I can personally attest to the validity of this line of thought. In my job here at TheWrap I often have to react to things quickly after only experiencing them once, and my thoughts very often change after a second viewing of a film or TV episode. This is also why I actually like being spoiled, to some extent — it makes it much easier to digest a film on only a single viewing, because it prevents me from getting hung up on things I didn’t expect.

In the case of “Last Christmas,” the hangups I think revolve around the fact that it looks like a fairly standard romantic comedy but is actually not one at all. In a way, it’s like a Christmas-themed episode of “Modern Love,” the Amazon anthology series that has far more than just romantic love on its mind.

So I couldn’t help but bring up the topic of genre to Feig. I wanted to know how he would classify “Last Christmas.”

“I weirdly would call it a romantic comedy, but I guess I don’t define romantic comedy the way that it has been kind of hard drilled into our heads,” he told me. “I would call it a comedic romance but, you know, it’s so much more than that. I mean, it’s really a story about a person healing herself. And what the story drives home is that she really does heal herself, whether you realize it’s happening or not, and you don’t know until the end.

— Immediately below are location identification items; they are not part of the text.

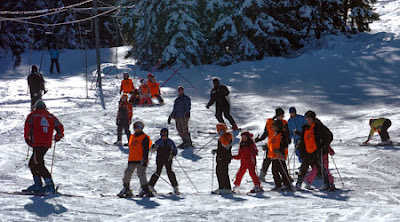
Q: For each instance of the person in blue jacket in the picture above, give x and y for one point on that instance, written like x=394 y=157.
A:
x=295 y=124
x=181 y=114
x=166 y=151
x=54 y=59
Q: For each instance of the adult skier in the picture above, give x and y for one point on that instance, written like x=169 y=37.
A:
x=314 y=143
x=36 y=86
x=54 y=59
x=295 y=125
x=219 y=95
x=247 y=156
x=277 y=152
x=38 y=133
x=380 y=125
x=155 y=89
x=166 y=151
x=139 y=145
x=269 y=132
x=224 y=156
x=127 y=85
x=124 y=118
x=181 y=114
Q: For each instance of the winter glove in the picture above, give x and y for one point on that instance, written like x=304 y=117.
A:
x=143 y=163
x=29 y=142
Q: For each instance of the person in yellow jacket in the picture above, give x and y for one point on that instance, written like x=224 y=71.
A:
x=139 y=145
x=380 y=125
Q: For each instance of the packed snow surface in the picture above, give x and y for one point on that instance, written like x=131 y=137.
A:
x=346 y=81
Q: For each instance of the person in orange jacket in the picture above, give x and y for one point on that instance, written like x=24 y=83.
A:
x=38 y=133
x=155 y=89
x=224 y=156
x=277 y=152
x=139 y=145
x=127 y=85
x=247 y=156
x=124 y=118
x=145 y=95
x=269 y=132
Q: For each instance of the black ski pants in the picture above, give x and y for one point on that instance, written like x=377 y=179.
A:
x=279 y=170
x=36 y=163
x=383 y=133
x=226 y=111
x=57 y=65
x=123 y=125
x=170 y=173
x=223 y=175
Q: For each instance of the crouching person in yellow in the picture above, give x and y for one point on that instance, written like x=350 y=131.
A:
x=139 y=145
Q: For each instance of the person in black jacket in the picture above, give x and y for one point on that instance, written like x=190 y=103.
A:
x=224 y=156
x=315 y=140
x=36 y=86
x=219 y=95
x=166 y=151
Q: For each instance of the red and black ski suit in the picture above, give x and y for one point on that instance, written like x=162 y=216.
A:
x=247 y=154
x=38 y=133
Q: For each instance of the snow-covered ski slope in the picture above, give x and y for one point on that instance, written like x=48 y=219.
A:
x=346 y=81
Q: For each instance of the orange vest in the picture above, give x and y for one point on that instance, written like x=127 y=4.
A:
x=154 y=88
x=127 y=86
x=135 y=147
x=309 y=139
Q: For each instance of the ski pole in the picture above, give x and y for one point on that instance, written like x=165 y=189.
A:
x=286 y=173
x=212 y=174
x=52 y=161
x=341 y=179
x=154 y=172
x=187 y=175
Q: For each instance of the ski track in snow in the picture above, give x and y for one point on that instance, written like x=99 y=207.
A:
x=346 y=81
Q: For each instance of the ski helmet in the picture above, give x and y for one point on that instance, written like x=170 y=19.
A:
x=310 y=114
x=164 y=131
x=40 y=104
x=138 y=124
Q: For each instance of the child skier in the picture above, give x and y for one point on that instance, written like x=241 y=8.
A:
x=166 y=151
x=277 y=152
x=139 y=145
x=145 y=95
x=224 y=156
x=247 y=156
x=124 y=118
x=155 y=89
x=127 y=85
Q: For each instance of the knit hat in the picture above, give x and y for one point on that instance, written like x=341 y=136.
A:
x=138 y=124
x=279 y=111
x=310 y=114
x=40 y=104
x=164 y=131
x=292 y=110
x=248 y=134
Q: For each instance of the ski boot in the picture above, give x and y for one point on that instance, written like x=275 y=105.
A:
x=49 y=187
x=125 y=192
x=256 y=189
x=35 y=187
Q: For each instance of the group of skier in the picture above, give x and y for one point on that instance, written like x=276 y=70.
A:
x=311 y=139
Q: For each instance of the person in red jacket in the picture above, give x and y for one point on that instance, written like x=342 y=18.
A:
x=124 y=118
x=247 y=156
x=38 y=133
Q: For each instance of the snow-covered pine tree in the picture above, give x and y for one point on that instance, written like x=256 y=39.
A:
x=361 y=14
x=184 y=36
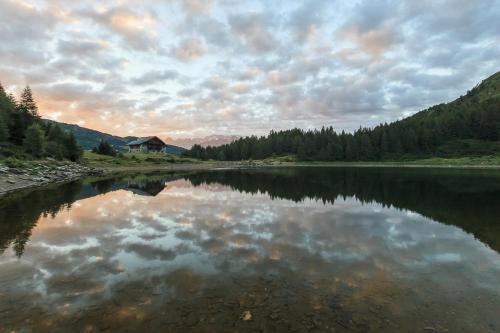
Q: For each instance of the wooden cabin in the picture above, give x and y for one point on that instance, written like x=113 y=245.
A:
x=147 y=144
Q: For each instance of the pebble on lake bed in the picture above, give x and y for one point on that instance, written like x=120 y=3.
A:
x=246 y=316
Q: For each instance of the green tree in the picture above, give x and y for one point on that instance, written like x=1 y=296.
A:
x=4 y=130
x=34 y=141
x=55 y=150
x=104 y=148
x=27 y=103
x=73 y=150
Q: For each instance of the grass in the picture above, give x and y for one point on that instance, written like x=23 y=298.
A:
x=132 y=160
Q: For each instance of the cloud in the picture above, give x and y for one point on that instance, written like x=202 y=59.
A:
x=136 y=29
x=198 y=6
x=253 y=30
x=153 y=77
x=188 y=49
x=189 y=68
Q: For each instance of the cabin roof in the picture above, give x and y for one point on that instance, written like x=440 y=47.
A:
x=140 y=141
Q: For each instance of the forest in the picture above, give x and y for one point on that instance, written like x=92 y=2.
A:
x=23 y=134
x=467 y=126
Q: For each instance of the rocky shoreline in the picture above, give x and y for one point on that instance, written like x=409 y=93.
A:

“We just really loved the idea that we end the movie with a woman in a much better place on her own. That just was really important to us. If you look at all my movies, they’ve really shied away from kind of being, ‘And you find your perfect match and then off you go into the sunset.'”

Feig cited “Bridesmaids” as an example. In that film, Annie (Kristen Wiig) ends up with a dude, but he notes that her getting the guy is just an “extra prize at the end” because the story is really just about Annie reconciling with her friends. “If they drove away, and the next day they broke up, you would still go, like, ‘Oh, but I’m really happy that she’s friends with her pals again.'”

With “Last Christmas,” Feig admitted that before it was released he had to come to grips with the fact that there would always be a certain percentage of the audience who just would not accept the twist.

“Whenever I do my movies, you know, I do tons of test screenings on them as we’re putting them together and switching stuff out and figuring out if we want to shoot anything new and all that stuff. And you get this score at the end of each test screening and it’s based on the number of people that check excellent and very good as what they think the movie is,” Feig told me. “Our last probably three test screenings that we did over the course of a month, we kept getting an 81, which normally my movies are in the nineties.

“And so, finally, we did the last screening where we had put some new stuff in and all that and it just played through the roof, and I was like, ‘Holy s—, like we probably got 100. And it was an 81 again. And I was just, like, ‘What’s going on?’ And somebody at the studio goes, ‘Look, what it is is that there’s just going to be 19% of people in the world who want the couple to be together at the end.'”

It’s worth pointing out as we get to the end here that Feig himself was not at all put off by the twist when he first read Thompson’s screenplay. In fact, he had the opposite reaction.

“When Emma sent me the script, she didn’t tell me anything about it,” he said. “She literally said, ‘Here’s a script. I wrote it. I think we’d have a lot of fun doing it. Give it a read.’ So I had a clean read — and I was really enjoying it the whole way through — and when I hit the twist, I was just, like, ‘Ooh.’ I was so thrown in a great way that I was just, like — I couldn’t recover from it.”

Feig said he knew in that moment that he had to make the film. Yes, he decided to make “Last Christmas” specifically because of the twist. After all the to-do about the direction the story took, that revelation itself feels like a twist.